We cut all of the wires and then removed as much of the solder as we could from the connector’s four solder cups. Next, I stripped back some of the cable jacket, and stripped the three wires with insulation. (The fourth conductor was a stranded, bare-wire shield around the mike wire.)
At that point, it hit me that I hadn’t written down which wires went to which contacts. Fortunately, I remembered that the push-to-talk (PTT) switch connect to the two contacts opposite the connector’s key. Then, using a needle nose pliers, I was able to figure out which contact was ground by alternately grounding the two contacts. The one that caused the radio to transmit had to be the contact for the white wire.
Having figured that out, it was back to soldering the wires back to the connector. I had already stripped the wires, but each had some fiber inside it that had to be cut off before I could tin the wires. At this point, I had to put on my reading glasses so I could see the fine strands to cut them off.

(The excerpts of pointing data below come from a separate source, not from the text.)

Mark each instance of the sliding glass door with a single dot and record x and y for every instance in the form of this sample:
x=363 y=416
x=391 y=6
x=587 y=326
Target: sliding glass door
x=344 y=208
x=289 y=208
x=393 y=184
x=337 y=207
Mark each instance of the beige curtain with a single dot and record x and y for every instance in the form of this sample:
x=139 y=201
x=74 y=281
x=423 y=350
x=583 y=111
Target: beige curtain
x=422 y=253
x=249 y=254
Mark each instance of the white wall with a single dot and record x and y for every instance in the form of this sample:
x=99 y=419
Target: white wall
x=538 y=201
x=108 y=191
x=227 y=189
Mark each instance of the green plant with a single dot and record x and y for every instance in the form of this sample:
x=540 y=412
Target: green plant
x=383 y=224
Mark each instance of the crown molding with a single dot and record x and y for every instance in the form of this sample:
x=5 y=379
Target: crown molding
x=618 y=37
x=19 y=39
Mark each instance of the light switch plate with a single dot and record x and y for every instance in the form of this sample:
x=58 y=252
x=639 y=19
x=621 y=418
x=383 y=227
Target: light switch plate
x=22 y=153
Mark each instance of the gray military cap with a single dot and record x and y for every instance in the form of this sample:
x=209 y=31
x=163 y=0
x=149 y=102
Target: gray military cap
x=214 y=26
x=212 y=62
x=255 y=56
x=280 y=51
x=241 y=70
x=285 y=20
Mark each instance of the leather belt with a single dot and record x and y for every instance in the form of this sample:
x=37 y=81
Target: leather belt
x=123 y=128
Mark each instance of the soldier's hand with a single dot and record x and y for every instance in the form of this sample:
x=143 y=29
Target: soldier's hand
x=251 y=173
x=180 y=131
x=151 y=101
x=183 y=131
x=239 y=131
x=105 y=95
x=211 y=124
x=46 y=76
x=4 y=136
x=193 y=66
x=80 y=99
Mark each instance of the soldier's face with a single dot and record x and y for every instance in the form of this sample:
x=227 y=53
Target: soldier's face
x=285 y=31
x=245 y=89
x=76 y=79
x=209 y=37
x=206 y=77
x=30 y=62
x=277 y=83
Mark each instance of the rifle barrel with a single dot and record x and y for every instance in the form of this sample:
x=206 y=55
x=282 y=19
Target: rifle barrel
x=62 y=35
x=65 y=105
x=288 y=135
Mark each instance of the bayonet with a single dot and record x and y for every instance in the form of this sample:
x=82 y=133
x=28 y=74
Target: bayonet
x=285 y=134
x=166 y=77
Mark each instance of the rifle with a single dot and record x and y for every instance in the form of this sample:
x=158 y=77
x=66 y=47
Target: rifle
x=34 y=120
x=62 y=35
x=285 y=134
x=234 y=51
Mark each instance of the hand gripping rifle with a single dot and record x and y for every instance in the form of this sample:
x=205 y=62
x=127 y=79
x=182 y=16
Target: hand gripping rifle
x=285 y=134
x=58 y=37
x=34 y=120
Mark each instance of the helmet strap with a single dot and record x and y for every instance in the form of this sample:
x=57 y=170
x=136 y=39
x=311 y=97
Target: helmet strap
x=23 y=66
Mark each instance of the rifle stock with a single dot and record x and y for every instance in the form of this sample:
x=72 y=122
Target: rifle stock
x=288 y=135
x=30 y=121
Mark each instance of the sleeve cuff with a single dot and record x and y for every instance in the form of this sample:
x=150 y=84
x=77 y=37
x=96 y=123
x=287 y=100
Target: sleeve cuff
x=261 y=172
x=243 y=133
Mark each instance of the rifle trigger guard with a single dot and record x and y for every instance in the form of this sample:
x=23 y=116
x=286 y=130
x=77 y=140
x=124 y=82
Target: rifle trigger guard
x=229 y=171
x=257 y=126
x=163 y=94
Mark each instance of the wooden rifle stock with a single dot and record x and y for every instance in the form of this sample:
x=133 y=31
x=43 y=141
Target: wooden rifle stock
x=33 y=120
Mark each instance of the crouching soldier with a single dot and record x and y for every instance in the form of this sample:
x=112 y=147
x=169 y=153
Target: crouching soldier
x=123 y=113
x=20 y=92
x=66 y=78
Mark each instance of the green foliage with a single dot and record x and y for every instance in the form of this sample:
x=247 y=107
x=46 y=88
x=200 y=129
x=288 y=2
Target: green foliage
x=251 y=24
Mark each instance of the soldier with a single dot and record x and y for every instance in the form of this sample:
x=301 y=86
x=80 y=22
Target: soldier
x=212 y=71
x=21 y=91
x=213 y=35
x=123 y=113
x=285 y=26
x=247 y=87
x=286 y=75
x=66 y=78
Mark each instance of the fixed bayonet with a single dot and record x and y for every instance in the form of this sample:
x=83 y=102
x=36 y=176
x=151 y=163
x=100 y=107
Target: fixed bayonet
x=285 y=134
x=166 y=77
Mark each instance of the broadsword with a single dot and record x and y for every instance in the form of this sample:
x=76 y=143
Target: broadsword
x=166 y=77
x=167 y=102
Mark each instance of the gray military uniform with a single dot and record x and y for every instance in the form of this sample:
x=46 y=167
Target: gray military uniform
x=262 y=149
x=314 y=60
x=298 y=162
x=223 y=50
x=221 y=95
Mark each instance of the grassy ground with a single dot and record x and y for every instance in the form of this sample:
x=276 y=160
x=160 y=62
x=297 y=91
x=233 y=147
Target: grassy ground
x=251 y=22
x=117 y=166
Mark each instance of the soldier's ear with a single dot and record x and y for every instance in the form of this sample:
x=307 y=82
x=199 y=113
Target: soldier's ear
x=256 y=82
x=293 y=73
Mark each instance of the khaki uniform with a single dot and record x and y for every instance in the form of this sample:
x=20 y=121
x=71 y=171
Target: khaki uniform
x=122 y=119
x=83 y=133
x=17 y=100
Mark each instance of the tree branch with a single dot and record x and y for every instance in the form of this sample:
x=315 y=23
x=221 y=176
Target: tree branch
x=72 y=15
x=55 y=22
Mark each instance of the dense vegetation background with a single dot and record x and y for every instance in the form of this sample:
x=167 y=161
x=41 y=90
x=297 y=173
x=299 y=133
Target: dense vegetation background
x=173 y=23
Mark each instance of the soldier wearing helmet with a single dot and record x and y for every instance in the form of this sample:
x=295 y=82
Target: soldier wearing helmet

Finally, after getting the wires tinned, I started soldering them to the connector. I got two of them soldered and was starting on the third, when I made a bad mistake. I trimmed one of the two remaining wires too short. No amount of pulling and prodding would get it to where I wanted it, so I had to cut the two wires I’d already soldered and start all over again.
All this wouldn’t have been so bad, but for all the harassment I was getting from Al. He wondered how this “simple” repair could have already taken me more than an hour to complete. I can’t complain too much, though. He did help by holding the connector as I was soldering the wires to it, risking burnt fingers every time I brought the soldering iron close to the connector.
Finally, nearly two hours after we’d started, I got everything back together again. If I was running a radio repair shop, I could have perhaps charged $10-15 bucks for that repair. That’s why I say I guess that a career in electronics service is out for me.